The difficulty in researching FOP is that any injury to an affected patient,
such as a biopsy or removing extra bone, actually causes the disease to flare up and
spark "explosive" bone growth within soft tissues. "We had been using cells from the
blood of patients," which can be safely harvested, says Eileen Shore, Kaplan's Penn
colleague. "But we were unable to differentiate [the blood cells] to look at those
cells in the process of becoming bone cells," which would give Shore some insight
into why cells from FOP patients differentiate when they shouldn't.
All she needed was baby teeth from people with FOP.
But other scientists had found a way to harvest connective tissue
progenitors, capable of generating bone, from dental pulp (PNAS,
100:5807–12, 2003), and Shore seized on the idea. All she needed was the baby teeth,
which possess more highly proliferative progenitors compared to adult teeth, from
people with FOP.
"As a mom, I never pictured doing that with my children's baby teeth," says
Wendy Henke from her home in Middletown, Del. Her son Justin was diagnosed with FOP
in 2007, and the Henkes were immediately interested in helping with Kaplan and
Shore's research. Now whenever Justin or his siblings, who do not have FOP, lose a
baby tooth, they call up McCarrick-Walmsley, Shore's lab manager—and the actual
tooth ferry. "Yes," McCarrick-Walmsley says, "sometimes you'll see me flying down
I-95" to transfer the teeth from Delaware to the lab. McCarrick-Walmsley has been
able to get more than 30 passages out of the cells, and differentiate them into bone
cells. (Teeth from the other Henke children serve as controls.) "I think it was a
brilliant move to obtain tissue," says Paul Yu at Massachusetts General Hospital,
who has collaborated with Kaplan on other projects.

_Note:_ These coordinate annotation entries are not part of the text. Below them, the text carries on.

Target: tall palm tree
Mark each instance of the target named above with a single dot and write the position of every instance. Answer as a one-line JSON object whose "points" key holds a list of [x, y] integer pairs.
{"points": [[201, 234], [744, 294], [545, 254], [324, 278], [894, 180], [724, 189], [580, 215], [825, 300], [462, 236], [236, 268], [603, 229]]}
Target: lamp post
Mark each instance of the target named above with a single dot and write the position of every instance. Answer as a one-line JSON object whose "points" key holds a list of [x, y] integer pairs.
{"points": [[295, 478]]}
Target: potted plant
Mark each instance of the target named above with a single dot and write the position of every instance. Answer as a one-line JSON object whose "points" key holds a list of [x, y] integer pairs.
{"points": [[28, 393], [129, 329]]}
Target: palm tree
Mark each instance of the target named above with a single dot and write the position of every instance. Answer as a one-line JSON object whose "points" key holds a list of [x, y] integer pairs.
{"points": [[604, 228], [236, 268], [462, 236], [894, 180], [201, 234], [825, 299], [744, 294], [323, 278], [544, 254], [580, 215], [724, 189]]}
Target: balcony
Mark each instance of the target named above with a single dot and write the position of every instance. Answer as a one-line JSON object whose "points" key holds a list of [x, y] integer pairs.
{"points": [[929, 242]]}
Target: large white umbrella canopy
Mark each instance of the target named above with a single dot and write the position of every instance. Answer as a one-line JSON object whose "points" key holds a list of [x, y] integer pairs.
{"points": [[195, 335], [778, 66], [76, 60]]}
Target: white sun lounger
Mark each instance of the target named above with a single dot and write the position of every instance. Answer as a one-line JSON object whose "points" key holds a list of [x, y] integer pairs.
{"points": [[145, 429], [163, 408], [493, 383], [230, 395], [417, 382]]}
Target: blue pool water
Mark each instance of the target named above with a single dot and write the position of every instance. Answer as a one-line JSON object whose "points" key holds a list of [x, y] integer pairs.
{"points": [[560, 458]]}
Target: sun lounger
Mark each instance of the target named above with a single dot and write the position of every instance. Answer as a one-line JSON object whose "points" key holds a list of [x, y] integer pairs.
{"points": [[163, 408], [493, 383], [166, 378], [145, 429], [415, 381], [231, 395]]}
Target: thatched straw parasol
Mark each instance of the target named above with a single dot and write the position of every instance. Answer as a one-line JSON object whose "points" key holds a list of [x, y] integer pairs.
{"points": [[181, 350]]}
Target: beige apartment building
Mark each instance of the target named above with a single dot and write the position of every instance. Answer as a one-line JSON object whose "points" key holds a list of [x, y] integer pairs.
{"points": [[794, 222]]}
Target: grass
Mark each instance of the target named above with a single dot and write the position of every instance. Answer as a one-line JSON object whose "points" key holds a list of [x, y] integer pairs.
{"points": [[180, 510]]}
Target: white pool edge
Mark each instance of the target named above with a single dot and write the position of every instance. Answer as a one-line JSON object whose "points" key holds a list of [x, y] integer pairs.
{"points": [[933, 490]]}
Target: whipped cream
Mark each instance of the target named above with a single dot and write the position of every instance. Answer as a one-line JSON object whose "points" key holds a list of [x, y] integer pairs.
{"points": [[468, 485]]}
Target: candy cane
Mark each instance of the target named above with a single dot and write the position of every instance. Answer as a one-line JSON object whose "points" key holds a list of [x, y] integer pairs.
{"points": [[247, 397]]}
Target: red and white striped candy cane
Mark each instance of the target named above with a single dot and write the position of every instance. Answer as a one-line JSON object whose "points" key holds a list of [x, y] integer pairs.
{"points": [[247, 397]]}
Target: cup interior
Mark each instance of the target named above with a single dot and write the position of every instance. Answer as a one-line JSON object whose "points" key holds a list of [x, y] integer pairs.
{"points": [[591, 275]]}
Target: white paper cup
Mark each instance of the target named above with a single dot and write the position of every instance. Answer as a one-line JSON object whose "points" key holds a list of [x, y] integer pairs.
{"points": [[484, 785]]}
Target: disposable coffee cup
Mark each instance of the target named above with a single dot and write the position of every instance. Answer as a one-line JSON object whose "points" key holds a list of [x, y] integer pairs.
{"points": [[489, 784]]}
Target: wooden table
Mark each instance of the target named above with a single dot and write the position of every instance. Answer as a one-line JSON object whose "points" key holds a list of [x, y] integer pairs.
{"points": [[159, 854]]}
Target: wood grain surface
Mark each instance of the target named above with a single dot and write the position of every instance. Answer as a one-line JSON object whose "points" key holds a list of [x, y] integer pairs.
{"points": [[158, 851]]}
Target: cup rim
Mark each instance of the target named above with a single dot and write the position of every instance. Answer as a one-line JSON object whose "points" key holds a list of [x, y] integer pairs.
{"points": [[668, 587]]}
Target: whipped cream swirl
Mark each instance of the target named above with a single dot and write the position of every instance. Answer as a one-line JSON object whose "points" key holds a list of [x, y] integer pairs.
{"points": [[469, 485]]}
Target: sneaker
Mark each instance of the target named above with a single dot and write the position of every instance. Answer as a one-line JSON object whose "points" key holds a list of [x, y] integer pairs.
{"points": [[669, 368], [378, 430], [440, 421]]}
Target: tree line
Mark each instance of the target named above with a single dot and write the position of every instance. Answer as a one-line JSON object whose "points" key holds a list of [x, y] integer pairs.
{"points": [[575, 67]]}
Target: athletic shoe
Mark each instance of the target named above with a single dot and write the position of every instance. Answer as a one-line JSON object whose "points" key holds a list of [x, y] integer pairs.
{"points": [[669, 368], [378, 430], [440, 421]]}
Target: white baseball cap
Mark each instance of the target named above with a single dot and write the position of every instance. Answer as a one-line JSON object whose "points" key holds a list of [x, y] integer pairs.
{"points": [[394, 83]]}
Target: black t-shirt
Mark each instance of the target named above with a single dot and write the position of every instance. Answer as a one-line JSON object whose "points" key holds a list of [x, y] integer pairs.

In Kaplan and Shore's first study using these progenitors, they found that
cells derived from people with FOP differentiated faster than normal cells (J
Bone Miner Res, 23:305–13, 2008). Shore says the findings are consistent
with their interpretation of the disease-causing mutation, in the gene for activin
receptor IA. The receptor is part of the bone morphogenetic pathway, and Shore says
the mutation keeps the pathway primed for bone growth, when it normally should be
turned off completely. When a trigger happens—like a bruise or muscle strain—the
pathway is instantly powered up to generate bone in places it shouldn't.
Having these cells at their disposal means the team can start testing
potential drugs. Several months ago, Yu and his colleagues used an FOP mouse
model—derived from a genetic mutation different from that in humans—to show that
inhibiting the bone morphogenetic pathway slowed the out-of-control bone growth
(Nature Med, 14:1363–9, 2008). Kaplan is confident that he will be
able to find a treatment for FOP with drugs "that will be able to block this
renegade process and turn what is a nightmare condition into hopefully what is
someday nothing more than an inconvenience."